Image Credit: ‘Boys Life 2: Must Be The Music,’ Strand Releasing

“I played a gay teenager who is going out with his friends, meets a guy but his buddy’s best friend is already kind of sweet on that guy,” Ventimiglia recalled to Variety. “Then he ends up giving them a ride home and he gets the guys number. It was a very sweet story.”

It was sweet, and “Must Be The Music” doesn’t really get any more complicated than that. Ventimiglia’s Jason is our main character and narrator, the designated driver for his group of friends on a gay night out in Los Angeles. Another guy at the club catches his eye, but then Jason finds himself in an awkward position when his friend asks him for a ride home—with his crush.

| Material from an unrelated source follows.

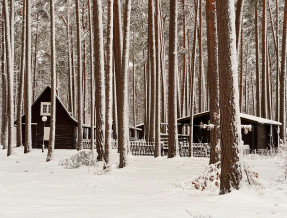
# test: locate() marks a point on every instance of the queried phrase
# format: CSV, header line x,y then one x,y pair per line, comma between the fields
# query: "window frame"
x,y
48,104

You can watch the short in full on Vimeo:

At just 19, one might think Ventimiglia’s team might’ve cautioned him away from taking on a role in an LGBTQ+ project, lest he pigeonhole himself or his career (the ’90s were a different time!), but the star said he received nothing but support.

“That’s the great thing about being an actor,” he continued. “You play a lot of different roles. You represent a lot of roles. You represent a lot of stories. There’s no fear in that. But if you are afraid of it, just do it. Yeah, it was a great role. Nick Perry, the director, wrote a great script.”

After premiering at the Sundance Film Festival, “Must Be The Music” was released as part of Boys Life 2, Strand Releasing’s short film anthology focused on gay stories and filmmakers (others in that collection include a short from 54 director Mark Christopher, and one starring a young Seth Green).

The short soon caught the attention of indie impresario Gus Van Sant (My Own Private Idaho, To Die For), who would go on to produce Perry’s next project, the feature film Speedway Junky. In that crime drama, Bring It On‘s Jesse Bradford plays a wannabe stock car racer who moves to Las Vegas and falls in with a crowd of hustlers, including the gay Eric (Jordan Brower) who’s in love with him.

Speedway Junky‘s eclectic cast also features Home Improvement‘s Jonathan Taylor Thomas as a bisexual hustler, Splash‘s Daryl Hannah as their den mother, Saved By The Bell‘s Tiffani Thiessen, rapper Warren G, and—yup!—Ventimiglia, in his first real feature film role.

(By the way: A few years later, he’d play gay once again in Wes Craven’s werewolf horror Cursed, co-starring as a closeted high school wrestler who tires to make a move on Jesse Eisenberg.)

Honestly, it’s pretty cool that one of Hollywood’s hunkiest hunks got his start in independent queer cinema. Even if he is married to a woman (Victoria’s Secret model Jarah Mariano) now, we’re glad he doesn’t appear to be ashamed of his so-called “gay-for-pay” past.

And it’s not like Ventimiglia’s stopped delivering for his gay fans—not as long as he’s wearing those short-shorts!

Speedway Junky is currently streaming on Here TV and Tubi, and is available for digital rental on Amazon Prime Video.